2. I assume that if a tune has more than 2 chords per measure, skipping the arpeggio, at least for that measure is likely a good idea. Although I guess, leaving out some of the multiple chords is also a possibility. (I understand that if the tune is chock full of these multi-chord measures, it is not a good arpeggio candidate)

3. In some tunes, I hear the player just arpeggiate three tenth chord notes rather than continuing the arpeggio up the keyboard. Is there some general characteristic of a tune that makes this particularly appropriate?

4. In general, I can't reliably figure out when I should terminate the LH arpeggio before reaching the end of the measure. Certainly, I understand that on a measure with one whole note, I will typically continue the arpeggio for the entire measure, but what about guidelines for the different varieties of multi-note measures?

The above are, of course, just a couple examples.

Netted out, when a novice player looks at a slow ballad on a lead sheet, what are some additional clues he/she can use to determine the most appropriate arpeggio approach for that tune?

Thanks for any further help.


#969690 - 07/24/08 09:00 AM Re: Arpeggio Arranging/Playing: Basic Principles?
DragonPianoPlayer Offline
2000 Post Club Member

Registered: 12/12/06
Posts: 2462
Loc: Denver, CO

Check out these books and see if they help you with what you are trying to learn:




#969691 - 07/24/08 09:16 AM Re: Arpeggio Arranging/Playing: Basic Principles?
TryingToPlay Offline
Full Member

Registered: 02/28/08
Posts: 111
Loc: Raleigh, NC
Thanks, Rich. The suggested books might be helpful, but I'm dubious.
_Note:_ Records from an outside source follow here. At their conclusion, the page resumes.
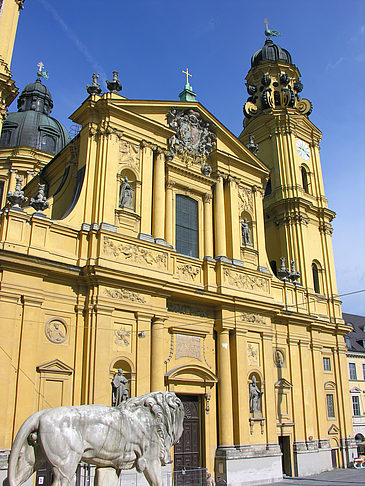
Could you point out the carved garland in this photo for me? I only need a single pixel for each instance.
(246, 281)
(125, 294)
(134, 253)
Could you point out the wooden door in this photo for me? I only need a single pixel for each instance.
(187, 452)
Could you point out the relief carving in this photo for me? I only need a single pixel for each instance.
(122, 337)
(188, 347)
(129, 154)
(253, 353)
(125, 294)
(187, 309)
(246, 281)
(245, 202)
(134, 253)
(187, 272)
(56, 331)
(247, 317)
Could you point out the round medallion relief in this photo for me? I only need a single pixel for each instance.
(56, 331)
(279, 358)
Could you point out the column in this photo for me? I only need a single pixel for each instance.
(169, 219)
(219, 219)
(298, 410)
(240, 382)
(143, 359)
(225, 390)
(158, 214)
(208, 226)
(234, 236)
(269, 391)
(146, 194)
(258, 194)
(157, 353)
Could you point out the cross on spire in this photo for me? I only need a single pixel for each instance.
(187, 75)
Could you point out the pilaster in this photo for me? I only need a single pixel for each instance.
(143, 360)
(146, 193)
(208, 226)
(219, 219)
(157, 353)
(224, 389)
(158, 215)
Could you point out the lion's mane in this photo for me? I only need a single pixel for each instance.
(167, 412)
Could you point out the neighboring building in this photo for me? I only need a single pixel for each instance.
(153, 257)
(355, 342)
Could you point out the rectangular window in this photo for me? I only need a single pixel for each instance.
(330, 406)
(356, 405)
(187, 226)
(1, 194)
(326, 364)
(352, 368)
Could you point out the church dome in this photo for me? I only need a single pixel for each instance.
(270, 52)
(31, 125)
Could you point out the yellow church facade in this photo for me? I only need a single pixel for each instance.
(151, 243)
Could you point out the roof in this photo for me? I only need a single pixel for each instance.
(357, 336)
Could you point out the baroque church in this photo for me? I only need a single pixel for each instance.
(159, 243)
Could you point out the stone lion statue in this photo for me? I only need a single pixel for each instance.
(138, 433)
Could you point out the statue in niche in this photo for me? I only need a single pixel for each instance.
(255, 396)
(119, 386)
(245, 231)
(126, 195)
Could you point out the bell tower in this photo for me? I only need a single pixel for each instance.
(9, 15)
(297, 220)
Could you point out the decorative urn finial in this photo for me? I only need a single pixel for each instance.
(115, 85)
(17, 198)
(94, 88)
(39, 203)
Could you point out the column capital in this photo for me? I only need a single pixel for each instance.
(150, 145)
(207, 197)
(170, 184)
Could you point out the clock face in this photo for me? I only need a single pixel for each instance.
(303, 149)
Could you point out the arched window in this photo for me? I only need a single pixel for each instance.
(315, 278)
(304, 179)
(274, 267)
(187, 241)
(268, 187)
(48, 144)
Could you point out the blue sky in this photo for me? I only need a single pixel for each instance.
(151, 42)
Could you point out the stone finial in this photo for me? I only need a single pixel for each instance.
(252, 146)
(94, 88)
(39, 203)
(283, 272)
(17, 198)
(115, 85)
(293, 275)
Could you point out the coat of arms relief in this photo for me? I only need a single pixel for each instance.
(194, 138)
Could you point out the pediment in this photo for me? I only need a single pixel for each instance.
(283, 383)
(333, 430)
(151, 115)
(55, 366)
(191, 374)
(330, 385)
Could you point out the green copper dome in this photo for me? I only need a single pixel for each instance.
(31, 125)
(270, 52)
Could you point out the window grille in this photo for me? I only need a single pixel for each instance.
(330, 406)
(356, 405)
(352, 369)
(326, 364)
(187, 226)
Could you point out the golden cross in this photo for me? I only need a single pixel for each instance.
(187, 75)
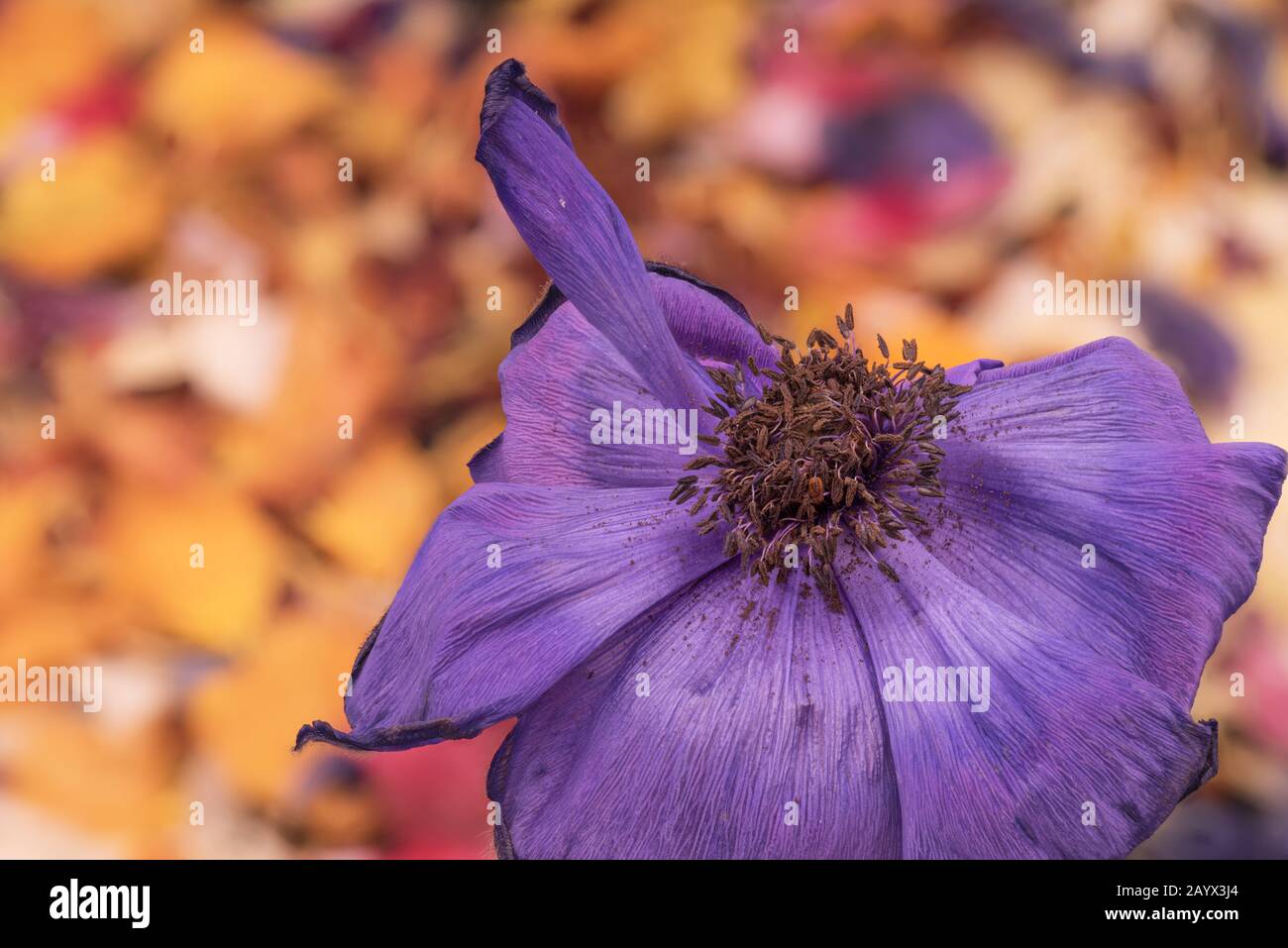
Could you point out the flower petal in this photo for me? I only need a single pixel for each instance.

I have "How to Use a Fake Book", by Ann Collins; "How to play the piano desite years of lessons", by Cannel and Marx; sand "How to Play Popular Piano in 10 Easy Lessons" by Norman Monath. Though they are all some help in their own way, they haven't provided me with what I'm looking for here. (Or maybe I haven't studied them carefully enough.) Do you have personal experience with the books you suggested?

Another related item: I was looking back over my course material and noticed that one of the tunes for which I'm using the arpeggio arrangement, "Love Story" is chock full of 1/8 notes. I normally would have expected that such a tune was not really suitable for an arpeggio arrangement, but it clearly is (as it's one of the tunes specifcally arranged as an arpeggio in the Higginson course. So clearly, there's lots I'm missing here in terms of basic principles since I would have expected that such a tune would not be a good arpeggio candidate.

#969692 - 07/24/08 09:26 AM Re: Arpeggio Arranging/Playing: Basic Principles?
DragonPianoPlayer Offline
2000 Post Club Member

Registered: 12/12/06
Posts: 2462
Loc: Denver, CO
I have both of them, but have not taken the time to really try working through them. I thought the Esterowitz book is better though.